1. What are the special types of contracts recognized in law?
Ans. Special types of contracts recognized in law include contracts of indemnity, contracts of guarantee, contracts of bailment, contracts of pledge, and contracts of agency. Each of these contracts has distinct characteristics and legal implications, making them unique in their operation and enforcement.
2. How does the scope of the Act affect different types of contracts?
Ans. The scope of the Act defines the legal framework within which various contracts operate. It specifies the conditions and stipulations that must be met for a contract to be considered valid and enforceable. This affects different types of contracts by outlining their specific requirements, rights, and obligations under the law.
3. What is the definition of a contract according to contract law?
Ans. A contract is defined as an agreement between two or more parties that creates mutual obligations enforceable by law. It must consist of an offer, acceptance, consideration, and the intention to create legal relations. These elements ensure that the agreement is binding and can be upheld in a court of law.
4. What is a contract of indemnity and how does it function?
Ans. A contract of indemnity is an agreement whereby one party agrees to compensate another for loss or damage incurred. It functions by providing a safeguard against financial loss, where the indemnifier promises to indemnify the indemnity holder in case of specified losses. This contract is particularly important in risk management and insurance.
5. What is the difference between a contract of indemnity and a contract of guarantee?
Ans.
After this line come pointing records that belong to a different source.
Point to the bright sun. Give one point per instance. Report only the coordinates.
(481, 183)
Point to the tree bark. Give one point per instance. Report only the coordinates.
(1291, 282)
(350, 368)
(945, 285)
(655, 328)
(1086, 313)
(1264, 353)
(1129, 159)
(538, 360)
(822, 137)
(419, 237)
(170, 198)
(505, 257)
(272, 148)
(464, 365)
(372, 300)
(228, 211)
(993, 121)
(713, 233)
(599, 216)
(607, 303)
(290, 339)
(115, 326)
The key difference between a contract of indemnity and a contract of guarantee lies in the nature of the obligation. In a contract of indemnity, the indemnifier’s liability is primary and independent, meaning they are liable for losses incurred by the indemnity holder without any requirement for the latter to seek recourse from a third party. In contrast, a contract of guarantee involves a secondary obligation where the guarantor is liable only if the principal debtor defaults on their obligation.